Queensland Opposition leader Deb Frecklington said existing fines should be doubled and demerit penalty points introduced to prevent further instances like the September 2019 bushfires in Binna Burra, which police said were caused by a discarded cigarette.
Currently, under Queensland Premier Annastacia Palaszczuk's government, the penalty for throwing a lit cigarette butt onto dry grass in high fire danger conditions is a fine of up to $533 for individuals and $2135 for corporations.
According to The Sydney Morning Herald, if the LNP's measures were implemented, Queensland motorists could potentially face fines of up to $11,000 and lose 10 demerit points if caught tossing lit cigarettes from vehicles during a total fire ban.
Meanwhile, in other states such as Western Australia and New South Wales, motorists and passengers caught tossing lit cigarettes from cars during total fire bans could now receive double the fine or demerit points they'd receive under normal conditions.
As of January 17, 2020, NSW motorists tossing lit cigarettes will, for the first time, be penalised five demerit points.
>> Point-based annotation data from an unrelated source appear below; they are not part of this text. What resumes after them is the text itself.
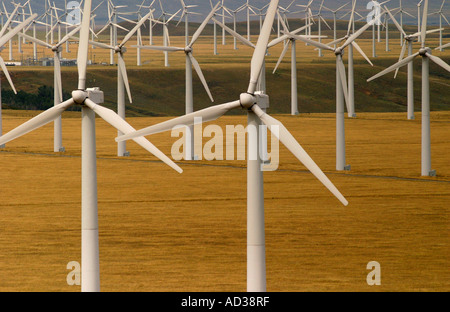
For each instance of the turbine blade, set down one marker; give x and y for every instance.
(5, 71)
(200, 75)
(133, 31)
(14, 31)
(207, 114)
(395, 66)
(355, 45)
(234, 34)
(36, 122)
(395, 22)
(283, 53)
(261, 47)
(123, 71)
(438, 61)
(297, 150)
(83, 47)
(343, 78)
(197, 33)
(120, 124)
(402, 54)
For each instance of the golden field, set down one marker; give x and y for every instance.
(164, 231)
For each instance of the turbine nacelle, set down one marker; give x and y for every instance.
(424, 51)
(79, 96)
(247, 100)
And if the offence occurs during a total fire ban, this increases to 10 demerit points and a fine of up to $10,000.
Passengers who commit the same offence in NSW can be fined $660 - a number that also doubles during a total fire ban period.
In WA, individuals littering lit cigarettes will attract an infringement penalty of $500 in regular circumstances, but when doing so under a total fire ban could face a fine of $25,000 and/or 12 months in jail.
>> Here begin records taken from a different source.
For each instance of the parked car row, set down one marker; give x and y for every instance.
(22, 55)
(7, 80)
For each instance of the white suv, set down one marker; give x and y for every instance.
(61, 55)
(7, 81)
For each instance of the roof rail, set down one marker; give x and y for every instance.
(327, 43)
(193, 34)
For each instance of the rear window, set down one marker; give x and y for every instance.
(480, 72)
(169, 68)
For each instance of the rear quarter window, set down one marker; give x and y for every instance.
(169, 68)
In other states, fines of between $300 to $500 are in place for the tossing of unlit butts, but these fines skyrocket if the butts are lit.
In the Australian Capital Territory, motorists discarding butts can face fines of up to $500, or up to $16,000 if they are found to have started a blaze with a lit cigarette butt. In Victoria it ranges from $322 for an unlit cigarette and up to $645 for a lit cigarette.
In Tasmania the fine for disposing of a cigarette butt, lit or unlit, is $169 and in the Northern Territory, fines can range from $50 to $157 depending on the circumstances of the offence.
For those who query whether discarded cigarette butts are capable of starting a blaze, a study conducted by University of Technology Sydney student Jennifer Dainer found cigarette butts ignited grass fires in 4% of outdoor trials and in 33% of laboratory trials.
In November 2019, Queensland police found a discarded cigarette was likely responsible for starting a Gold Coast blaze that destroyed 11 homes and the historic Binna Burra Lodge in September 2019.
Two local teenagers were questioned, but the blaze was determined to be accidental.